Prelims and Mains focus: about the recent disinvestments made by the govt and its impact on the credit flow and growth

What is the issue?

  • A Reserve Bank of India (RBI) regulation meant to reduce concentration risk for banks is gradually choking the flow of funds to some large public sector enterprises, especially the oil marketing companies (OMCs) that have substantial debt requirements to meet capital expansion commitments.
  • Lenders have sought an exemption from the central bank to relax the large exposure framework requirements for public sector companies.
  • There are cases where funds have been sanctioned but the company is unable to draw it because of the regulations. As the exposure limit is based on 20% of a bank’s capital base, a possible solution seems to be for banks to raise more funds or wait for the upcoming mergers of state-run banks to grow their capital base.
  • The large exposure framework, effective 1 April 2019, seeks to reduce concentration risk in the banking industry, already saddled with bad loans. It aims to align with the standards on supervisory framework for measuring and controlling large exposures issued by the Basel Committee on Banking Supervision(BCBS).
  • As of September, gross non-performing assets (NPAs) of all banks was more than ?9.5 trillion. What has worsened the issue is the merger of ONGC and HPCL last year, resulting in exposures in two separate entities being clubbed as one.

What the RBI said:

All these entities are exceptions and only a few such companies are there with such large requirements and RBI’s objective is to de-risk large exposures of banks, said former RBI deputy governor R. Gandhi. “These entities are to raise capital and debt directly from the market. They have good ratings and can raise funds at competitive terms. Further, the merger of banks into international size can also help take care of these large requirements. These merged banks will have higher net-worth and, therefore, would be able to sanction larger limits to these entities,” he said.

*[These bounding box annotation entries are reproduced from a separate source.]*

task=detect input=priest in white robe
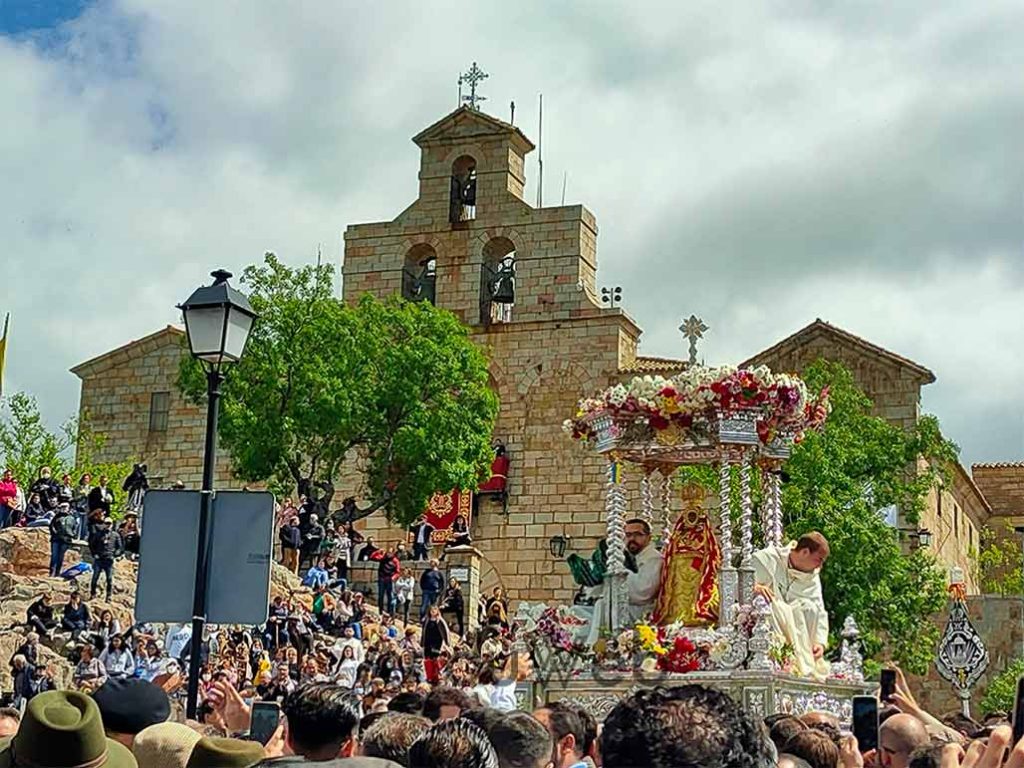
[588,518,662,646]
[754,531,828,680]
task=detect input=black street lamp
[178,269,256,719]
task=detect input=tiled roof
[618,356,689,374]
[71,326,185,378]
[741,317,935,384]
[413,105,535,152]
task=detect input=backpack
[56,515,78,544]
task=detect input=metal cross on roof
[459,61,490,110]
[679,314,709,366]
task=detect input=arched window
[480,238,516,326]
[401,243,437,304]
[449,155,476,224]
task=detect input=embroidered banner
[423,489,473,544]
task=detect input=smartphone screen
[879,670,896,701]
[853,696,879,753]
[249,701,281,745]
[1011,677,1024,748]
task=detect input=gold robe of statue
[654,485,722,627]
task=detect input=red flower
[647,414,669,430]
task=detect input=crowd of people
[6,656,1024,768]
[8,479,1024,768]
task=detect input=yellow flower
[637,624,669,656]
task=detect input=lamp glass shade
[222,306,253,362]
[182,305,232,362]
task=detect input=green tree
[0,392,132,517]
[974,524,1024,597]
[981,656,1024,715]
[179,253,498,524]
[783,360,957,673]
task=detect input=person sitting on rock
[60,592,90,642]
[92,609,121,651]
[29,467,60,512]
[89,517,124,602]
[10,632,39,667]
[31,664,57,696]
[73,645,106,693]
[10,653,33,709]
[26,595,57,637]
[118,512,142,560]
[99,635,135,679]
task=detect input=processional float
[525,365,864,720]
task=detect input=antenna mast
[537,93,544,208]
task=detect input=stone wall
[910,595,1024,719]
[971,462,1024,527]
[73,326,239,487]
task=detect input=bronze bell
[490,268,515,304]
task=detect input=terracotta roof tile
[740,317,935,384]
[618,356,689,374]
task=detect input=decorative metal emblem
[935,582,988,714]
[746,595,772,671]
[679,314,710,366]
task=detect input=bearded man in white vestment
[754,530,828,680]
[587,518,662,646]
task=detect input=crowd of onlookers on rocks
[0,657,1024,768]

Does disinvestment really helps?

  • RBI had last October allowed OMCs to raise up to $10 billion through the external commercial borrowing (ECB) route for working capital needs. However, this does not cover loans required for capital expenditure or capex. Companies did not avail much of the ECB facility as lending rates are better domestically.
  • Recent stake sales by the government as a part of the disinvestment programme has resulted in some central public sector undertakings (CPSUs) becoming a part of connected counterparties and hence there might be little headroom for bank lending to individual CPSUs.
  • In fact, even if such lending were to happen it would result in additional bank capital or higher risk weights resulting in elevated rates.
  • It is, however, pertinent to add that public sector companies are not alone in their struggle for funds. Outstanding bank loans to industries grew by only 2.7% on a year-on-year basis in September to ?27.74 trillion. On a year-to-date basis, these loans were 3.8% lower than March 2019.

Way ahead

Credit has to flow and move and while there is ?2 trillion in the system, banks and the financial sector are sitting on extra credit. It is important that they get diverted. NPAs are part and parcel of any credit delivery system but that cannot be allowed to paralyse the flow of money.

About Basel Committee on Banking Supervision(BCBS)

The Basel Committee on Banking Supervision (BCBS) is an international committee formed to develop standards for banking regulation; as of 2019, it is made up of Central Banks and other banking regulatory authorities from 28 jurisdictions. It has 45 members.

Formed without a founding treaty, the BCBS is not a multilateral organization. Instead, the Basel Committee on Banking Supervision seeks to provide a forum in which banking regulatory and supervisory authorities can cooperate to enhance the quality of banking supervision around the world, and improve understanding of important issues in the banking supervisory sphere. The BCBS was formed to address the problems presented by globalization of financial and banking markets in an era in which banking regulation remains largely under the purview of national regulatory bodies.

Primarily, the BCBS serves to help national banking and financial markets supervisory bodies move toward a more unified, globalized approach to solving regulatory issues.